From time to time we hear people say things like, “I know God wants me to be happy.” Some TV preachers make similar statements, declaring with broad smiles that since we’re God’s children, He wants us to be happy, frequently interpreted to mean we can have and do anything we want.
But is happiness really God’s primary goal and desire for us?
This came to mind while reading the online journal of a friend who has waged a lifelong battle with Cystic Fibrosis, a debilitating, genetic disorder that affects the lungs primarily but also other organs. There is no cure for CF, and it’s one of the most widespread life-shortening genetic diseases around the world.
David, who has far exceeded doctors’ projections for his lifespan, often speaks about the joy of the struggle he and his family have experienced. It’s noteworthy, however, that he rarely uses the words “happy” or “happiness.” Because the difference between joy and happiness is almost as dramatic as night and day.
Much of what David’s had to endure in his treatments have not made him, his wife or children happy. Despite all that hardship – and there’s been a lot of it – they have never lost their joy.
Joy, especially for followers of Christ, comes from within. It involves emotion, but is based more on enduring faith and trust in God rather than external events. It can enable us to experience peace and comfort even in the midst of severe difficulties. That’s why we’re exhorted to, “Consider it pure joy, my brothers, whenever you face trials of many kinds” (James 1:2).
Happiness, however, is largely predicated on happenings. I can feel happy about getting a new car, but if someone backs into it in the mall parking lot, my happiness suddenly disappears. If I receive a promotion and a sizable salary increase at work, I feel happy. But if I return home and discover major repairs are needed, consuming my pay raise and more, then as the Everly Brothers used to sing, “bye-bye happiness.”

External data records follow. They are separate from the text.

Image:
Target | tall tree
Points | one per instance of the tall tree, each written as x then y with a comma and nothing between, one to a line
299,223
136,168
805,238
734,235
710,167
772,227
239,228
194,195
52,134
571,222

So what does the Bible say about this? In some Bible translations the word “blessed” is translated “happy.” But this doesn’t describe a state of perpetual bliss. In fact, Psalm 94:12, which says, “Blessed is the one you discipline, Lord, the one you teach from your law,” has also been translated, “Joyful are those you discipline” and “Lord, happy is the man you discipline….” How often do we feel happy when undergoing some form of discipline?
Another passage, Psalm 1:1, states, “Blessed is the man who walks not in the counsel of the wicked…” but also can be translated, “How happy is the man who does not follow the advice of the wicked….” In many cases, the alternate uses of “blessed” and “happy” seem directly related to one’s willingness to obey and uphold God’s laws and standards.
This isn’t to say God is opposed to seeing us happy. He doesn’t frown when we listen to a comedian who provokes us to belly laughter. God’s not annoyed when we enjoy a nice vacation, get that hoped-for new job, earn good grades, or even receive an unexpected gift. He just wants us to maintain a proper perspective, recognizing life isn’t always happy – or fair.
As King Solomon wrote, “When times are good, be happy; but when times are bad, consider this: God has made the one as well as the other. Therefore, no one can discover anything about their future” (Ecclesiastes 7:14). The New Living Translation expresses it this way: “Enjoy prosperity while you can, but when hard times strike, realize that both come from God. Remember that nothing is certain in this life.”